This post was prompted by a post at Andy’s blog, where he complains about the lack of NAT’s and firewalls in cable modems. My opinion about it: NATs are not a security measure. VPNs aren’t either. And IPv6 isn’t inherently insecure just because it has the potential to give end-to-end connectivity to all hosts. These technologies are considered
security products because they provide a little bit of security by obscurity. For example if you are behind a NAT many traditional backdoors, which rely on opening a port and listening there for a connection from
the master, will fail. But then again, all the bots which use IRC will work without problems, all the spyware which uses HTTP or HTTPS to send out the harvested information will work, etc. I admit that I was a little scared when I connected my parents computer
to the Internet directly, whit a real IP using a cable modem. But then I thought about it: is my el-cheapo router running some ancient version of the Linux kernel more secure? At least on my parents box I know that I turned automatic updates on, but I really don’t have any easy way to update my router! If you wish to secure your clients by not allowing inbound connections, just put a firewall rule on your router. But I bet you that the clients will be very unhappy when their BitTorrent speed drops dramatically because of this :-D. And when you worry that IPv6 exposes all of your hosts to attacks: again, just put a firewall rule which drops all inbound TCP connections.

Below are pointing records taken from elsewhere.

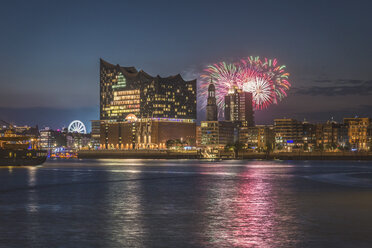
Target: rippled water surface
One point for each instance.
(186, 203)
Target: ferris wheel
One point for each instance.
(77, 127)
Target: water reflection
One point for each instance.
(245, 212)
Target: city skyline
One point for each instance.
(51, 53)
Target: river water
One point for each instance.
(186, 203)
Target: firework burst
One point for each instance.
(264, 78)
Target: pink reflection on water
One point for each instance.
(249, 212)
(254, 210)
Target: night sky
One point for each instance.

As a side-note: one thing I support whole-heartedly is IPSs filtering outbound STMP connections. Can we have a little more of that, please! And if you worry that some of your clients may need it, create a webpage for them, where they can add the servers they wish to connect to using SMTP. No authentication needed for the page, just make sure that it’s accessible only from your clients IP range and somebody coming from a given IP can set the rules only for that IP. Of course a CAPTCHA is also advisable, because otherwise the IP can be easily white-listed just by embedding a specially crafted HTML in one of the pages you view. So, ISPs, please filter port 25!